Lorsque les débats tuent le débat

La Floride doit mener jeudi sa première exécution depuis près de deux ans, en remplaçant le sédatif très controversé midazolam par un médicament encore jamais utilisé dans un cocktail létal aux États-Unis. Accusé d’un double meurtre, Mark James Asay doit être exécuté à 18H00 (22H00 GMT) dans la prison d’État de Floride. Aujourd’hui âgé de 57 ans, il a été condamné pour les meurtres de Robert Lee Booker et Robert McDowell, commis en 1987 dans cet Etat du sud-est des Etats-Unis. « Le département des administrations pénitentiaires de Floride respecte la loi et applique la condamnation du tribunal », a déclaré à l’AFP une porte-parole, Ashley Cook, soulignant que cette institution avait pour objectif de s’assurer que « la procédure d’injection létale soit humaine et digne ». Accusé de ne pas suffisamment plonger le condamné dans l’inconscience, et donc de provoquer des souffrances inutiles, le midazolam a suscité une forte polémique aux Etats-Unis et a déclenché plusieurs blocages juridiques. Pour l’exécution de Mark James Asay, les autorités pénitentiaires ont donc décidé de remplacer le midazolam par de l’étomidate, un agent anesthésiant encore jamais utilisé parmi les trois produits constituant l’injection létale. Mais il est parfois difficile d’administrer ce sédatif, commercialisé sous le nom Amidate, qui peut provoquer de sévères irritations et brûlures, met en garde Jonathan Groner, chirurgien, professeur à l’université d’Etat de l’Ohio et opposant à la peine capitale. La dernière exécution en Floride remonte à celle d’Oscar Ray Bolin, le 7 janvier 2016. Cinq jours plus tard, la Cour suprême américaine jugeait inconstitutionnel le système de condamnation capitale dans cet Etat, car donnant trop de pouvoir au juge au détriment des jurés. La Floride était alors l’un des seuls Etats américains à ne pas exiger l’unanimité des jurés pour condamner à mort un accusé. En mars dernier, son gouverneur, Rick Scott, a finalement signé une loi exigeant l’unanimité du jury.

L’étomidate « est un médicament très spécifique et très dangereux quand on l’administre par intraveineuse, car il peut provoquer des blessures très sérieuses si ce n’est pas fait correctement », a déclaré Jonathan Groner à l’AFP. « Cela peut être extrêmement douloureux », a-t-il souligné, particulièrement quand l’étomidate « est injecté dans des veines abîmées, or beaucoup de détenus dans le couloir de la mort ont les veines abîmées à cause de leur âge ou parce qu’ils ont un passé de toxicomanie ». Il y a donc de grandes chances que l’exécution se passe mal, selon Jonathan Groner. Le laboratoire Janssen (groupe Johnson & Johnson), qui a crée l’étomidate il y a plusieurs décennies, a protesté contre ce nouvel usage. « Nous n’approuvons pas l’usage de nos médicaments dans des injections létales servant à la peine capitale », a réagi mardi un porte-parole, Greg Panico, dans un entretien au Washington Post. « Janssen découvre et développe des innovations médicales pour sauver et améliorer des vies », a-t-il souligné. Si l’exécution est menée à bout, Mark James Asay sera le premier Blanc à être mis à mort pour avoir tué un Noir en Floride depuis que cet Etat a rétabli la peine capitale en 1976, selon le centre d’information sur la peine de mort, sur un total de 92 exécutions en 41 ans. Mark James Asay avait lancé des insultes racistes juste avant d’abattre Robert Lee Booker, un Noir américain, selon les procureurs. Il avait tué son autre victime, Robert McDowell, alors que ce dernier était apparemment habillé en femme et que M. Asay venait de le payer en échange de relations sexuelles. (Source : AFP)

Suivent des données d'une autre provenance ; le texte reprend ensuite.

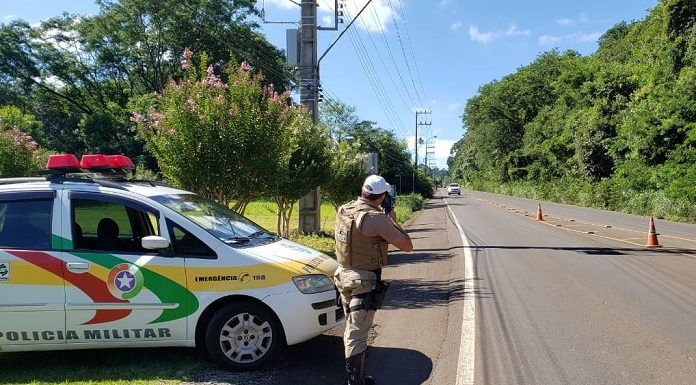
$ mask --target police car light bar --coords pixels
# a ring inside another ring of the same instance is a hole
[[[135,170],[133,161],[125,155],[83,155],[78,162],[75,155],[57,154],[51,155],[46,163],[46,171],[50,174],[66,174],[81,172],[123,172]],[[52,171],[52,172],[51,172]]]

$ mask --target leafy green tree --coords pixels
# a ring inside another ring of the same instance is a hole
[[[278,205],[278,234],[287,237],[295,203],[330,178],[329,136],[323,126],[314,125],[305,108],[288,110],[287,124],[279,127],[288,137],[277,177],[271,181],[271,194]]]
[[[190,53],[184,57],[191,60]],[[263,86],[246,62],[227,67],[229,83],[206,55],[200,70],[194,67],[158,98],[140,100],[132,119],[169,181],[225,205],[235,201],[233,208],[243,213],[288,164],[290,135],[283,130],[293,124],[294,107],[288,95]]]
[[[357,143],[335,143],[331,150],[331,178],[321,185],[322,197],[338,208],[360,194],[367,159]]]
[[[38,145],[46,145],[43,124],[36,120],[36,117],[24,113],[18,107],[11,105],[0,107],[0,124],[5,127],[17,127],[31,136]]]
[[[152,162],[126,106],[184,76],[186,47],[209,52],[217,72],[234,54],[237,63],[263,71],[279,92],[290,87],[282,51],[258,32],[254,3],[100,0],[94,16],[1,25],[0,105],[17,105],[43,122],[50,148],[106,149]]]

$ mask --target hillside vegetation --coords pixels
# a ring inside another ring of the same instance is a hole
[[[465,185],[696,221],[696,2],[662,0],[591,56],[546,52],[482,86],[448,160]]]

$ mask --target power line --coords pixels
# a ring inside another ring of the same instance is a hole
[[[406,87],[406,83],[404,82],[404,78],[401,76],[401,71],[399,71],[399,67],[396,65],[396,60],[394,60],[394,55],[392,54],[391,47],[389,46],[389,42],[387,41],[386,34],[384,33],[384,29],[382,28],[382,23],[379,21],[379,18],[377,17],[377,14],[376,14],[374,7],[371,9],[371,11],[372,11],[372,19],[375,21],[375,24],[377,25],[377,27],[380,31],[380,35],[382,36],[382,40],[384,41],[384,44],[387,47],[387,52],[389,53],[389,56],[392,59],[392,63],[394,64],[394,68],[396,68],[396,73],[399,76],[399,79],[401,80],[401,85],[404,87],[404,90],[406,91],[406,95],[408,96],[409,100],[411,101],[411,105],[409,106],[408,103],[406,103],[406,100],[401,95],[401,93],[398,93],[399,98],[406,106],[406,109],[410,110],[413,106],[416,105],[416,103],[413,101],[413,97],[411,96],[411,93],[409,92],[408,87]],[[363,24],[364,24],[364,22],[363,22]],[[377,48],[377,45],[375,44],[374,40],[372,39],[372,35],[370,34],[369,30],[367,31],[367,34],[370,37],[370,41],[372,42],[373,47],[375,48],[375,52],[377,52],[377,56],[379,57],[379,60],[382,62],[382,65],[384,66],[385,72],[389,76],[389,80],[391,80],[392,84],[394,85],[394,89],[399,88],[396,85],[396,82],[394,82],[394,78],[391,76],[391,73],[390,73],[389,69],[387,68],[387,65],[384,63],[384,60],[382,60],[382,55],[379,53],[380,50]]]
[[[420,83],[421,86],[421,91],[423,91],[423,97],[425,98],[426,104],[430,106],[430,101],[428,100],[427,94],[425,93],[425,87],[423,87],[423,80],[420,75],[420,70],[418,69],[418,61],[416,60],[416,55],[413,52],[413,44],[411,44],[411,35],[408,32],[408,23],[406,23],[406,14],[404,13],[404,8],[401,0],[399,1],[399,9],[401,10],[401,17],[404,20],[404,28],[406,29],[406,40],[408,41],[408,45],[411,48],[411,57],[413,57],[413,65],[416,67],[416,75],[418,76],[418,83]],[[432,109],[432,108],[429,108]]]
[[[350,17],[350,15],[348,15]],[[387,95],[386,91],[384,90],[384,86],[382,85],[381,80],[379,79],[379,76],[377,76],[376,71],[374,69],[374,65],[372,64],[372,60],[370,59],[369,55],[367,54],[367,51],[365,50],[365,46],[362,43],[362,40],[360,36],[354,32],[350,31],[351,33],[349,34],[351,38],[351,43],[353,44],[353,48],[355,49],[355,52],[358,54],[358,59],[360,61],[361,66],[363,67],[363,70],[365,71],[365,74],[368,77],[368,80],[370,81],[370,85],[373,88],[373,91],[375,91],[375,94],[377,96],[379,104],[382,106],[382,109],[385,112],[385,115],[387,119],[390,121],[392,124],[392,127],[395,129],[399,129],[402,134],[404,132],[407,132],[405,130],[405,126],[399,116],[394,112],[394,107],[391,104],[391,101],[389,99],[389,96]],[[382,99],[384,99],[385,103],[382,103]],[[396,124],[395,122],[399,122],[399,124]]]
[[[394,28],[396,30],[396,36],[399,39],[399,46],[401,47],[401,53],[404,56],[404,61],[406,62],[406,69],[408,70],[409,77],[411,78],[411,84],[413,84],[413,89],[416,92],[416,97],[418,98],[418,103],[421,105],[423,104],[423,101],[420,97],[420,93],[418,92],[418,88],[416,87],[416,82],[413,80],[413,73],[411,72],[411,65],[408,62],[408,58],[406,57],[406,50],[404,49],[404,43],[401,40],[401,33],[399,32],[399,24],[396,21],[396,11],[394,10],[394,7],[392,5],[391,0],[387,0],[387,3],[389,4],[389,8],[391,8],[392,11],[392,19],[394,20]]]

Aux États-Unis : des débats stériles autour de la peine de mort

Cette information, de taille pourtant conséquente, n’aborde à aucun moment le sujet de fond : l’inhumanité de la peine de mort, sans parler de l’attente dans le couloir de la mort qui a eu lieu pendant trente ans. En fournissant matière à débattre sur des sujets secondaires, elle induit même parfois le contraire.

Ainsi, de grands débats ont lieu sur le sédatif à utiliser, afin que « la procédure d’injection létale soit humaine et digne ». Il est inquiétant que la dignité humaine soit vue par le département des administrations pénitentiaires de Floride comme un problème de chimie, même si dans la culture américaine la manière de mourir est importante. Ce département pense qu’une exécution pourrait se faire « proprement » à condition de procéder de la bonne façon. Or, ce problème est sans solution : prendre une vie, ce n’est jamais propre.

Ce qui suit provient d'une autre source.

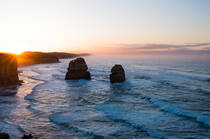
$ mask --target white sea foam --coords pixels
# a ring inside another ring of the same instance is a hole
[[[159,106],[160,109],[168,111],[177,115],[187,116],[196,119],[198,122],[202,122],[205,125],[210,126],[210,113],[202,113],[198,111],[187,110],[187,106],[175,105],[168,102],[161,101],[159,99],[151,98],[152,103]]]
[[[148,132],[148,134],[150,134],[152,137],[167,137],[163,133],[157,132],[155,129],[151,128],[155,127],[155,124],[158,122],[161,122],[157,121],[155,117],[159,117],[160,119],[162,118],[162,120],[166,121],[167,117],[160,117],[161,113],[150,110],[135,112],[111,104],[101,104],[98,105],[96,109],[114,120],[123,120],[127,123],[130,123],[134,127],[141,128],[142,130]]]
[[[64,80],[69,60],[21,68],[24,84],[18,94],[0,97],[0,131],[14,130],[14,137],[30,131],[48,138],[66,133],[78,138],[88,138],[89,133],[135,138],[141,128],[154,138],[210,136],[207,72],[197,74],[192,66],[185,70],[149,65],[139,59],[86,60],[90,81]],[[114,63],[124,66],[124,83],[110,84]]]

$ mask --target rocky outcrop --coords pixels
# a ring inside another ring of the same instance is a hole
[[[33,135],[29,134],[29,135],[23,135],[21,139],[33,139]],[[10,135],[7,133],[0,133],[0,139],[10,139]]]
[[[10,139],[10,136],[7,133],[0,133],[0,139]]]
[[[29,134],[29,135],[23,135],[23,137],[21,139],[33,139],[33,135],[32,134]]]
[[[69,63],[68,72],[66,73],[66,80],[86,79],[90,80],[90,72],[87,71],[88,66],[84,58],[76,58]]]
[[[125,81],[125,71],[121,65],[114,65],[110,74],[111,83],[120,83]]]
[[[19,83],[16,56],[0,53],[0,86],[17,85]]]

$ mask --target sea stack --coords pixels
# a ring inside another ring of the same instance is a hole
[[[19,83],[16,56],[0,53],[0,86],[17,85]]]
[[[119,64],[114,65],[110,74],[111,83],[121,83],[125,81],[125,71]]]
[[[0,133],[0,139],[10,139],[10,136],[7,133]]]
[[[29,134],[29,135],[23,135],[23,137],[21,139],[33,139],[33,135],[32,134]]]
[[[69,63],[68,72],[66,73],[65,80],[78,80],[86,79],[90,80],[90,72],[87,71],[88,66],[84,58],[76,58]]]

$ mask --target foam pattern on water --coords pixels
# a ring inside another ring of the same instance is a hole
[[[20,68],[22,86],[0,97],[0,132],[13,138],[210,136],[209,63],[86,57],[92,80],[64,80],[70,60]],[[120,63],[126,81],[110,84]]]

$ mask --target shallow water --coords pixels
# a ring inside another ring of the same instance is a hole
[[[210,64],[86,57],[91,81],[65,81],[70,60],[20,68],[24,84],[0,97],[0,132],[12,138],[210,137]],[[126,82],[109,83],[123,65]]]

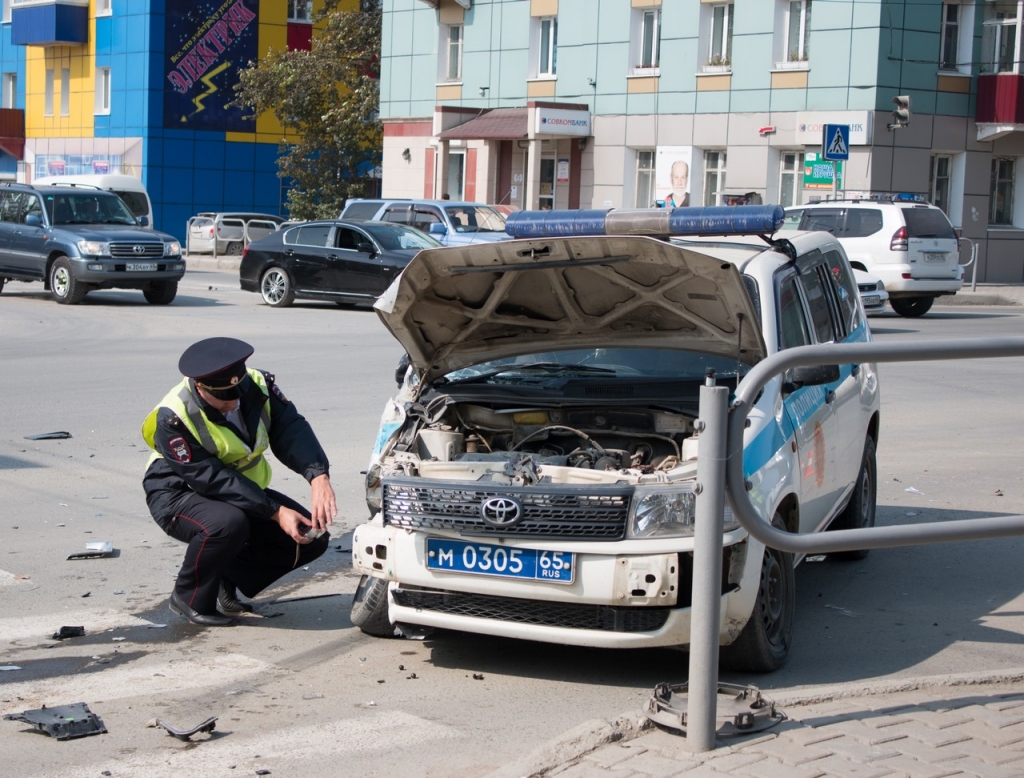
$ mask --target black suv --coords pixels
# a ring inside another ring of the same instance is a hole
[[[42,281],[54,300],[74,305],[93,289],[141,289],[167,305],[185,274],[181,244],[146,226],[102,189],[0,185],[0,290]]]

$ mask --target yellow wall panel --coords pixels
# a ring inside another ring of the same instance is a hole
[[[806,70],[776,70],[772,73],[772,89],[806,89]]]
[[[700,76],[697,79],[698,92],[728,92],[732,87],[732,76],[722,73],[716,76]]]

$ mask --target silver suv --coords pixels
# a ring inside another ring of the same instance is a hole
[[[874,273],[900,316],[923,316],[964,283],[960,242],[942,209],[913,197],[832,200],[786,209],[786,227],[838,238],[850,264]]]

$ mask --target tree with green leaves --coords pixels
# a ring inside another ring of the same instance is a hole
[[[235,103],[272,113],[286,131],[278,175],[292,183],[293,219],[335,218],[349,197],[375,194],[383,130],[380,103],[380,0],[343,10],[325,0],[310,51],[272,51],[239,73]]]

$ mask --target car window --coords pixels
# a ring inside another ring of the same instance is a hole
[[[825,262],[832,271],[832,281],[836,287],[836,295],[839,297],[839,310],[846,328],[844,335],[846,335],[860,326],[860,310],[857,308],[856,300],[857,282],[853,278],[853,271],[850,270],[849,263],[843,262],[843,257],[838,251],[825,252]]]
[[[431,224],[441,223],[441,212],[435,208],[417,208],[413,212],[412,226],[423,232],[430,232]],[[455,229],[458,229],[458,225]]]
[[[302,246],[329,246],[328,238],[331,237],[331,225],[330,224],[307,224],[303,227],[299,227],[296,230],[292,230],[295,238],[294,243],[298,243]]]
[[[0,193],[0,221],[17,222],[21,210],[21,192]]]
[[[114,192],[118,197],[124,200],[124,204],[128,206],[130,210],[136,216],[148,216],[149,215],[149,203],[146,202],[146,195],[141,192]]]
[[[221,219],[220,224],[222,227],[234,227],[239,230],[245,226],[245,222],[241,219]]]
[[[380,210],[380,203],[349,203],[345,206],[346,219],[372,219]]]
[[[505,217],[482,205],[453,205],[445,208],[456,232],[504,232]]]
[[[800,229],[800,220],[804,216],[803,208],[789,209],[786,211],[786,218],[782,222],[782,229],[784,230],[798,230]]]
[[[365,228],[385,251],[432,249],[441,245],[429,235],[424,235],[419,230],[414,230],[400,224],[370,222],[365,225]]]
[[[213,224],[213,219],[208,219],[205,216],[200,216],[192,220],[193,227],[209,227]]]
[[[796,288],[796,274],[791,274],[779,285],[779,345],[786,349],[810,343],[804,307]]]
[[[866,238],[882,229],[882,211],[878,208],[851,208],[846,212],[840,238]]]
[[[18,218],[18,221],[24,223],[25,217],[28,216],[29,214],[38,216],[40,219],[43,218],[43,205],[36,195],[26,195],[24,197],[23,205],[24,208],[22,209],[22,213],[21,216]]]
[[[938,208],[901,208],[907,222],[908,238],[949,238],[956,240],[953,225]]]
[[[384,215],[380,219],[395,224],[408,224],[411,216],[410,210],[408,205],[395,205],[384,211]]]
[[[832,322],[832,304],[829,296],[831,282],[824,262],[815,262],[801,268],[798,283],[804,290],[807,309],[811,313],[811,330],[818,343],[833,343],[837,340]]]
[[[351,227],[338,227],[334,238],[335,246],[339,249],[348,249],[349,251],[357,251],[356,247],[360,243],[366,242],[366,236],[361,232],[353,230]]]
[[[822,230],[838,235],[842,223],[843,211],[840,208],[808,208],[800,220],[800,229]]]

L’abondance de détails donnés sur l’étomidate est surréaliste. S’inquiéter que ce médicament puisse provoquer des blessures très sérieuses, alors qu’il va être utilisé lors d’une exécution, est pour le moins incongru.

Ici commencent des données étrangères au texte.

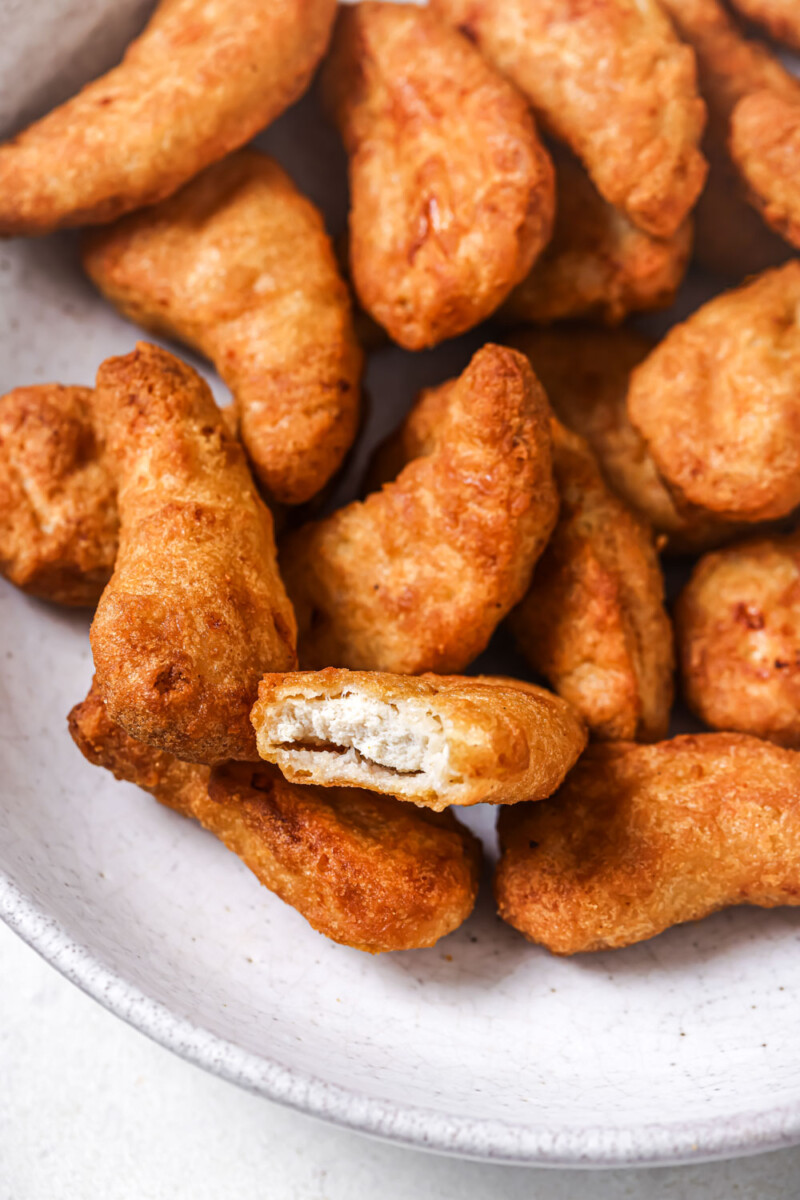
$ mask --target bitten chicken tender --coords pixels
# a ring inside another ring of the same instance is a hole
[[[95,400],[119,487],[91,628],[109,716],[192,762],[255,760],[258,680],[296,662],[269,510],[208,386],[165,350],[107,359]]]
[[[763,25],[770,37],[800,50],[800,7],[797,0],[732,0],[743,17]]]
[[[432,946],[472,911],[480,844],[450,813],[298,787],[263,764],[179,762],[115,725],[95,688],[69,726],[89,762],[194,817],[335,942],[372,954]]]
[[[118,533],[92,390],[45,383],[0,397],[0,573],[43,600],[92,606]]]
[[[476,325],[552,230],[553,169],[524,99],[408,4],[343,8],[324,86],[350,158],[361,304],[409,350]]]
[[[697,715],[715,729],[800,747],[800,535],[702,558],[675,621]]]
[[[591,734],[655,741],[669,725],[675,662],[652,532],[555,419],[553,465],[558,524],[509,625]]]
[[[555,796],[498,828],[500,915],[554,954],[800,904],[800,754],[743,734],[590,746]]]
[[[462,670],[522,599],[552,532],[551,455],[527,360],[484,346],[422,457],[283,543],[300,665]]]
[[[738,521],[800,503],[800,262],[716,296],[631,376],[628,414],[679,500]]]
[[[118,67],[0,146],[0,234],[113,221],[248,142],[306,89],[336,0],[161,0]]]
[[[586,745],[566,701],[480,675],[265,675],[252,721],[259,754],[291,783],[369,788],[436,811],[540,800]]]
[[[694,56],[656,0],[433,0],[528,97],[602,196],[672,237],[705,179]]]
[[[800,248],[800,92],[745,96],[733,110],[730,148],[764,220]]]

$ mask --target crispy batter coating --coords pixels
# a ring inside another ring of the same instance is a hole
[[[553,169],[524,99],[429,10],[372,0],[340,10],[324,86],[363,307],[409,350],[477,325],[552,230]]]
[[[433,0],[525,93],[602,196],[672,237],[703,186],[694,56],[656,0]]]
[[[770,37],[800,50],[800,8],[797,0],[731,0],[750,21],[763,25]]]
[[[89,762],[194,817],[335,942],[372,954],[432,946],[472,911],[480,843],[450,813],[298,787],[263,765],[179,762],[115,725],[94,687],[69,726]]]
[[[511,630],[594,737],[655,741],[669,725],[675,662],[652,531],[555,418],[553,467],[558,524]]]
[[[697,715],[715,729],[800,747],[800,535],[706,555],[675,622]]]
[[[302,667],[449,672],[480,654],[555,524],[548,414],[527,360],[484,346],[429,452],[284,542]]]
[[[161,0],[122,62],[0,146],[0,234],[171,195],[305,91],[336,0]]]
[[[731,117],[730,149],[767,224],[800,247],[800,90],[753,92]]]
[[[296,662],[269,510],[207,384],[165,350],[107,359],[96,409],[119,486],[91,629],[109,715],[179,758],[254,760],[258,680]]]
[[[361,350],[322,217],[276,162],[240,150],[84,242],[130,320],[212,360],[256,474],[299,504],[356,434]]]
[[[252,721],[259,754],[292,783],[364,787],[435,811],[540,800],[586,745],[566,701],[481,675],[265,675]]]
[[[628,415],[673,493],[762,521],[800,503],[800,262],[716,296],[637,367]]]
[[[118,531],[91,388],[45,383],[0,397],[0,573],[44,600],[94,605]]]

Les aspects juridiques, consistant notamment pour le département des administrations pénitentiaires de Floride à se glorifier de respecter la condamnation du Tribunal… avec trente ans de retard, paraîtraient presque inaperçus en comparaison.

Enfin, mettre l’accent sur le fait que le condamné est le premier Blanc à être exécuté pour avoir commis un crime raciste, tandis qu’il y a eu presque une centaine de Noirs exécutés depuis le rétablissement de la peine capitale, constitue un détournement de la lutte antiraciste afin de légitimer une exécution.

En France :  des amalgames regrettables

En France, le sujet de la peine de mort fait également l’actualité, mais pour des raisons différentes. Cependant, les méthodes de communication utilisées afin que les citoyens ne voient plus l’essentiel sont similaires. Fond et forme sont liés [1].

Par exemple, en 2015, après l’attentat perpétré contre Charlie Hebdo, une courte majorité des Français était favorable au retour de la peine de mort, et ce pas uniquement pour les terroristes [2].

Réaliser des sondages sur un retour de la peine de mort alors que beaucoup de personnes sont sous le choc d’attentats terroristes produit des résultats percutants mais non fiables. Il s’agit avant tout de désinformation devenant information [3].

Arrêtons de débattre sur des sujets artificiels. En pratique, les jihadistes sont abattus par les militaires ou les policiers lorsqu’ils représentent une menace.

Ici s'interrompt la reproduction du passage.